- United Arab Emirates / Afghanistan
- Dates: 16 – 19 February 2023
- Captains: Chundangapoyil Rizwan / Rashid Khan

Twenty20 International series
- Results: Afghanistan won the 3-match series 2–1
- Most runs: Muhammad Waseem (199) / Karim Janat (116)
- Most wickets: Zahoor Khan (5) / Rashid Khan (4)

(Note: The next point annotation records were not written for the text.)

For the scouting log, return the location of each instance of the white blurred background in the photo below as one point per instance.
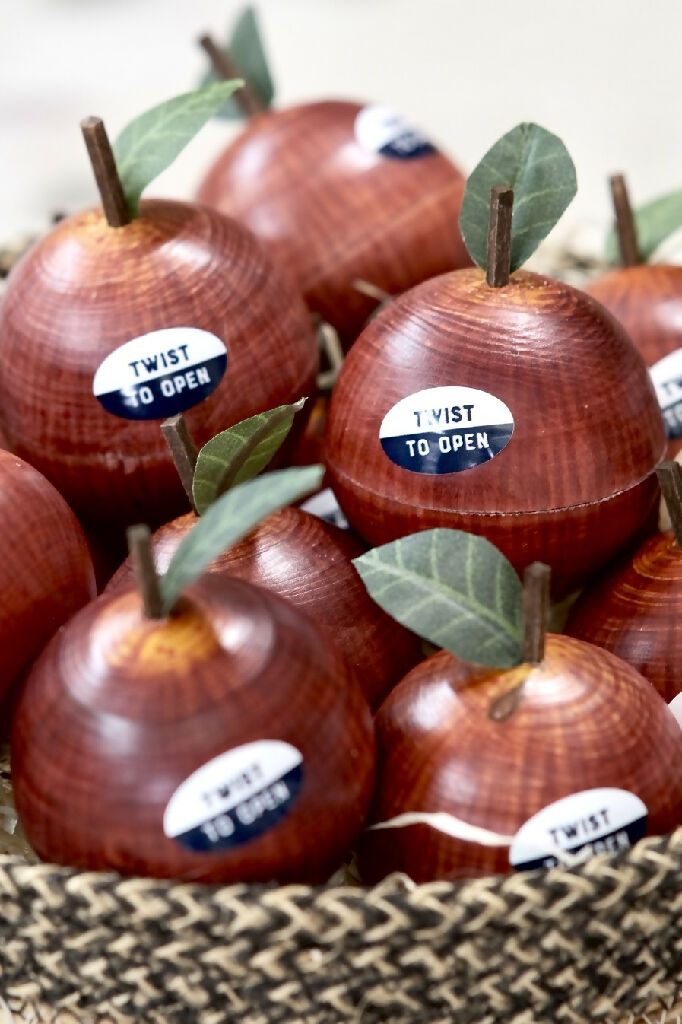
(605, 75)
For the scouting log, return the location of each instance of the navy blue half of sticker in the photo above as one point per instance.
(448, 452)
(247, 820)
(620, 839)
(167, 395)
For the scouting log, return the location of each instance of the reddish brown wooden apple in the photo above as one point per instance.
(45, 569)
(522, 413)
(336, 192)
(457, 783)
(307, 561)
(226, 742)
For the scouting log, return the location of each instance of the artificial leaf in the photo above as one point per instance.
(240, 453)
(539, 168)
(454, 589)
(654, 222)
(246, 49)
(151, 142)
(228, 519)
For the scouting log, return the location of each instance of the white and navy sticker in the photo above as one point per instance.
(667, 377)
(236, 797)
(445, 429)
(383, 130)
(161, 374)
(325, 506)
(573, 828)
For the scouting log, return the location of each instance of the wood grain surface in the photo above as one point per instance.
(333, 211)
(574, 480)
(635, 610)
(45, 569)
(85, 290)
(121, 710)
(307, 561)
(586, 720)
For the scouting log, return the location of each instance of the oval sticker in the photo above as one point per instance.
(383, 130)
(236, 797)
(571, 829)
(667, 377)
(160, 374)
(445, 429)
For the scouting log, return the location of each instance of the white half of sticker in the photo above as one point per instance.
(381, 129)
(226, 781)
(448, 824)
(445, 429)
(667, 378)
(584, 823)
(161, 373)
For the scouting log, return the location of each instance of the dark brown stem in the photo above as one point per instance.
(670, 479)
(141, 555)
(536, 611)
(625, 222)
(183, 451)
(499, 236)
(225, 69)
(107, 176)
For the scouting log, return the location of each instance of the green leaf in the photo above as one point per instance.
(240, 453)
(246, 49)
(453, 589)
(151, 142)
(654, 222)
(228, 520)
(539, 168)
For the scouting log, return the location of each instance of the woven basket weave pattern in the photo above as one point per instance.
(590, 944)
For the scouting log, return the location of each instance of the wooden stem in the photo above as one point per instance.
(107, 176)
(225, 69)
(141, 555)
(670, 479)
(536, 611)
(499, 237)
(183, 451)
(625, 222)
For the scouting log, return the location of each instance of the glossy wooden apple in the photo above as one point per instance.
(647, 300)
(585, 721)
(332, 207)
(87, 289)
(307, 561)
(559, 467)
(121, 713)
(635, 610)
(45, 569)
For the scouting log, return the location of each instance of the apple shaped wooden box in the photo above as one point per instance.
(332, 195)
(521, 413)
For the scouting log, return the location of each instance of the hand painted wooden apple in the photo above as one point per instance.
(107, 330)
(646, 298)
(635, 608)
(483, 769)
(521, 412)
(302, 559)
(338, 190)
(213, 735)
(45, 569)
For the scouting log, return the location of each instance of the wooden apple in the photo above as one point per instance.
(307, 561)
(45, 569)
(646, 299)
(107, 330)
(338, 190)
(635, 608)
(522, 413)
(456, 787)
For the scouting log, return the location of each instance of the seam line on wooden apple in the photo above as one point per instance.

= Afghan cricket team in the United Arab Emirates in 2022–23 =

International cricket tour

The Afghanistan men's cricket team toured the United Arab Emirates in February 2023 to play three Twenty20 International (T20I) matches. The dates for the tour were confirmed in January 2023. In November 2022, the Afghanistan Cricket Board signed a five-year agreement with the Emirates Cricket Board to play their home matches in the UAE. This was the first annual series between the two sides to be arranged as part of the agreement.

==Squads==

| United Arab Emirates | Afghanistan |
|---|---|
| Chundangapoyil Rizwan (c); Vriitya Aravind; Zawar Farid; Basil Hameed; Muhammad Jawadullah; Aayan Afzal Khan; Zahoor Khan; Karthik Meiyappan; Rohan Mustafa; Fahad Nawaz; Akif Raja; Alishan Sharafu; Sanchit Sharma; Junaid Siddique; Ansh Tandon; Muhammad Waseem; | Rashid Khan (c); Fareed Ahmad; Noor Ahmad; Sharafuddin Ashraf; Fazalhaq Farooqi; Rahmanullah Gurbaz (wk); Karim Janat; Zahir Khan; Nijat Masood; Gulbadin Naib; Naveen-ul-Haq; Azmatullah Omarzai; Rahmat Shah; Mujeeb Ur Rahman; Ibrahim Zadran; Najibullah Zadran; Afsar Zazai; Hazratullah Zazai; |

On 28 January 2023, Afghanistan named a preliminary squad of 23 players for a training camp in the UAE.